Very often, resolving blocking issue requires tuning inefficient queries and data modifications that run longer than necessary, and therefore cause blocking. Sometimes, queries run within transactions, when there is no real need for them to do so. Transactions need to be kept as short as possible, without compromising transactional integrity. Sometimes indexes will help. In our example, session 79’s query had to scan the entire SalesOrderHeader table, due to a lack of appropriate index on the search column (Orderdate). This means it likely read more data than was necessary, took longer to run, and so held locks longer than it needed to.

There are other possible issues to look out for.
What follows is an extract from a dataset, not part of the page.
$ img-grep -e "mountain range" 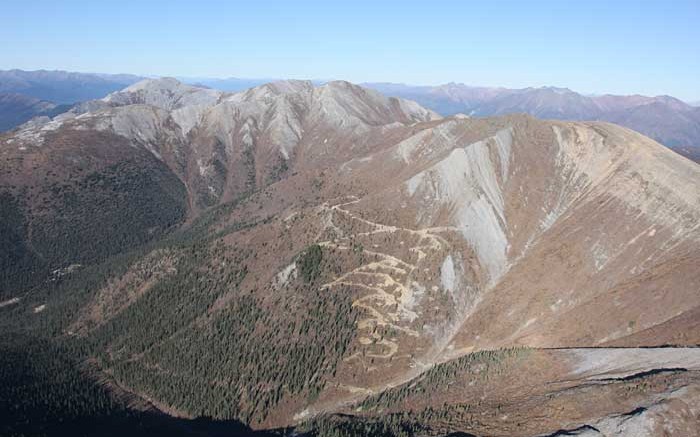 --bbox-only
[0,78,700,436]
[364,83,700,161]
[0,70,700,166]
Figure 8 shows that session 79’s query ran under the REPEATABLE READ isolation level. Aside from finding out why the transaction failed to commit, we could investigate whether the query truly requires this restrictive isolation level, where locks are held until the transaction commits. By rewriting to use the default READ COMMITTED isolation level, S locks would be released after statement completion, meaning that the index build would not be blocked, once the query had completed. Alternatively, we might consider using one of the snapshot-based isolation levels, such as READ_COMMITTED_SNAPSHOT. It prevents any read phenomena, and in this level, transactions don’t take S locks when reading data, so don’t block other processes. Kalen Delaney’s SQL Server Concurrency eBook (free download) provides a lot more details on the advantages, and possible drawbacks, of snapshot-based isolation levels.
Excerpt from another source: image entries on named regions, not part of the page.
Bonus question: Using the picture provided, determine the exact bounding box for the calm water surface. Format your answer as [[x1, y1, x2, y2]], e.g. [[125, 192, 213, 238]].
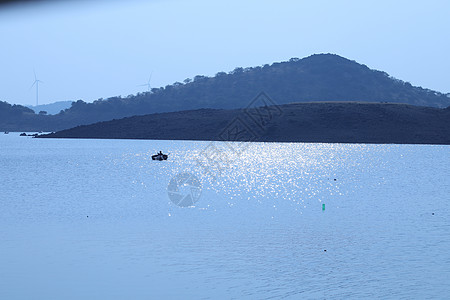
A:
[[0, 133, 450, 299]]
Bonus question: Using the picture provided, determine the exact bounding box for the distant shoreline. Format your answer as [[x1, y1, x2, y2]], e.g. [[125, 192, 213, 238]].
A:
[[39, 102, 450, 145]]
A final option, in this specific example, might be to use WAIT_AT_LOW_PRIORITY option (SQL Server 2014 and later) for the online index rebuild. This would allow some waiting sessions to skip past it in the queue, if the index rebuild itself was blocked. In this example, using this option, session 74 would not be blocked, since it could skip past and acquire the S lock it needed on the SalesOrderHeader table, since this lock mode is compatible with the S lock held by session 79.

Summary

Locking and blocking is a normal and required activity in SQL Server. However, if we execute long, complex transactions that read lots of data, and take a long time to execute, then locks will be held for extended periods, and blocking can become a problem. Likewise, if our databases lacks proper design characteristics, such as keys, constraints and indexes, or if our transactions use restrictive transaction isolation levels (such as REPEATABLE READ or SERIALIZABLE).

If blocking becomes severe, database performance grinds to a halt, and as a DBA we need to act very quickly, before an icy atmosphere develops among users.